The glasses used in the system incorporate a RealSense R200 RGB-D sensor, while the host machine houses a Jetson AGX Xavier NVIDIA GPU, designed for embedded systems, and featuring 384 NVIDIA CUDA cores and 48 Tensor cores.
The R200 offers speckle projecting and passive stereo matching, making it suitable for interior and exterior environments. The speckling facility is of particular benefit in evaluating transparent surfaces, since it augments and clarifies the incoming visual data without becoming blinded by extreme light sources. The sensor’s infrared capabilities also help to obtain distinct geometry and form actionable depth maps, which are critical for obstacle avoidance, in the context of the aims of the project.
Preventing Cognitive Overload for the User
The system needs to strike a balance between adequate data frequency and excessive information, since the wearer needs to be able to distinguish the environment coherently through audio feedback and vibration feedback.
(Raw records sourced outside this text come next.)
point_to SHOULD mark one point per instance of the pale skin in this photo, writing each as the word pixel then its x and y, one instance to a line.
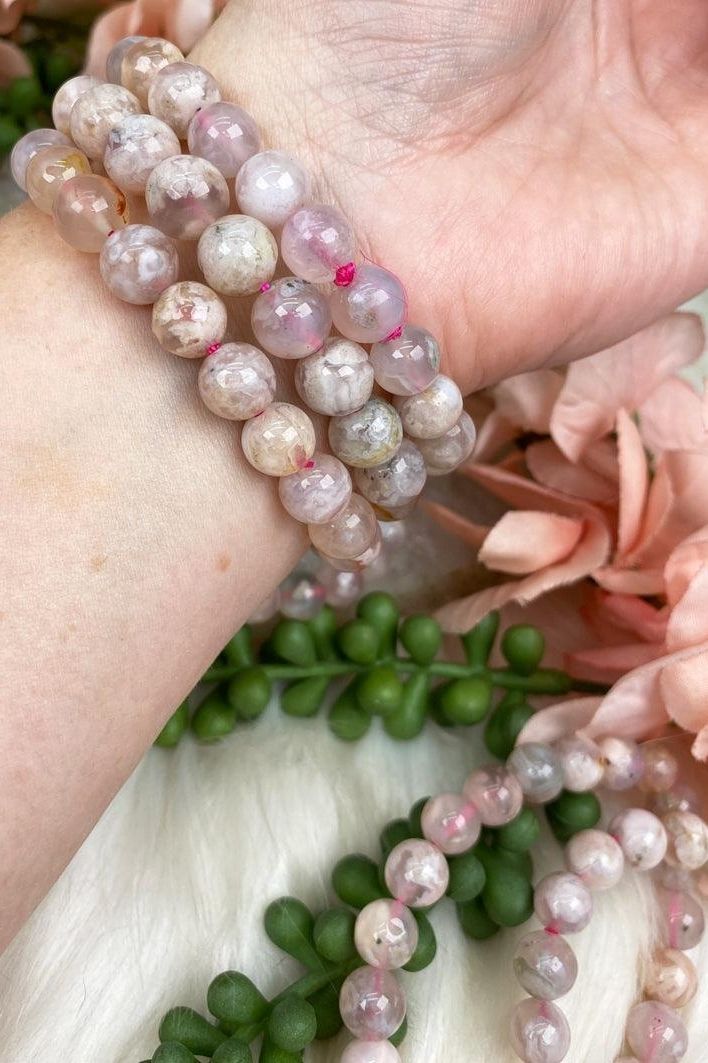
pixel 536 172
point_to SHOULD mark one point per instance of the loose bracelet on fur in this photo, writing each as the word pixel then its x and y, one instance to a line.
pixel 188 198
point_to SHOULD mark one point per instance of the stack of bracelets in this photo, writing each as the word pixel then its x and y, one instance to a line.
pixel 188 198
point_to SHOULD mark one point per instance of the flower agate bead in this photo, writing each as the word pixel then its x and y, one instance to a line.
pixel 135 147
pixel 271 186
pixel 371 307
pixel 496 793
pixel 188 319
pixel 337 380
pixel 386 934
pixel 237 382
pixel 417 873
pixel 656 1033
pixel 86 209
pixel 225 135
pixel 237 255
pixel 178 91
pixel 316 241
pixel 367 437
pixel 291 318
pixel 316 494
pixel 137 263
pixel 280 440
pixel 184 195
pixel 96 113
pixel 372 1004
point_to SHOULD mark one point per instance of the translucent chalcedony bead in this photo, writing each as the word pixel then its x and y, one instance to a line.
pixel 237 255
pixel 641 836
pixel 349 534
pixel 137 263
pixel 67 96
pixel 448 452
pixel 96 113
pixel 337 380
pixel 372 1004
pixel 271 186
pixel 290 319
pixel 368 436
pixel 540 1032
pixel 316 493
pixel 185 195
pixel 188 319
pixel 596 858
pixel 545 965
pixel 537 766
pixel 49 169
pixel 371 307
pixel 134 148
pixel 386 934
pixel 452 823
pixel 237 382
pixel 496 794
pixel 656 1033
pixel 316 241
pixel 178 91
pixel 562 903
pixel 224 134
pixel 280 440
pixel 87 208
pixel 417 873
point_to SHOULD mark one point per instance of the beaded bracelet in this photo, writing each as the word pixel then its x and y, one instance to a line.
pixel 187 198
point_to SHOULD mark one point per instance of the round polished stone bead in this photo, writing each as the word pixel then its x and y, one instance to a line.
pixel 271 186
pixel 316 241
pixel 135 147
pixel 386 934
pixel 371 307
pixel 540 1032
pixel 417 873
pixel 596 858
pixel 237 255
pixel 290 319
pixel 367 437
pixel 237 382
pixel 316 493
pixel 537 766
pixel 656 1032
pixel 96 113
pixel 280 440
pixel 87 208
pixel 372 1004
pixel 188 319
pixel 496 793
pixel 448 452
pixel 337 380
pixel 49 169
pixel 138 263
pixel 185 195
pixel 224 134
pixel 178 91
pixel 562 903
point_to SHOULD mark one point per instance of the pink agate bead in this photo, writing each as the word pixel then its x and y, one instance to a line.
pixel 316 493
pixel 371 307
pixel 316 241
pixel 496 794
pixel 372 1004
pixel 237 382
pixel 451 823
pixel 225 135
pixel 290 319
pixel 417 873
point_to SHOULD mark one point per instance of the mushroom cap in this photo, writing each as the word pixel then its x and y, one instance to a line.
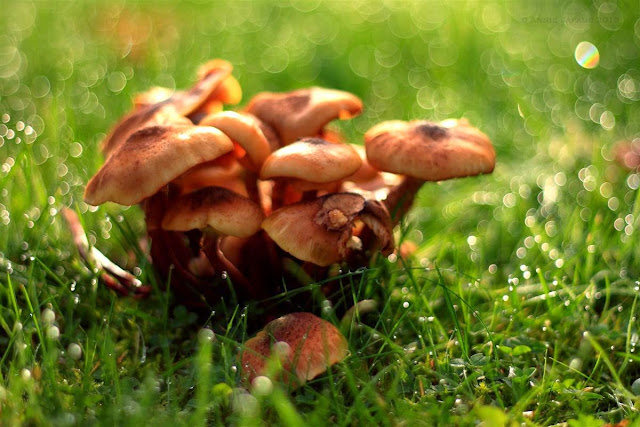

Consequently Trans4Trans artificially limits the volume of feedback data, with a single default threshold set to one meter, rather than forcing the user to learn a variety of vibration settings that accord with varying distances of looming objects and barriers.
The Trans4Trans system was tested on two datasets dealing with the segmentation of transparent objects: Trans10K-V2, from the University of Hong Kong et al, which contains 10,428 images of transparent objects for validation, training and testing; and the Stanford2D3D dataset, which contains 70,496 images of mixed transparency objects, captured at 1080×1080 resolution.
In testing, Trans4Trans was also able to segment transparent objects that were misclassified by the Trans2Seg initiative released at the start of 2021 by the same researchers, while requiring fewer GFLOPS to calculate and segment the surfaces.
Unlike Trans2Seq, which utilizes a CNN-based encoder and transformer-based decoder, Trans4Trans uses only transformer-based encoder-decoder architecture, outperforming the previous approach and also greatly improving on PVT.
The algorithm also achieved state-of-the-art results for a particular number of transparent classes, including jar, window, door, cup, box and bottle.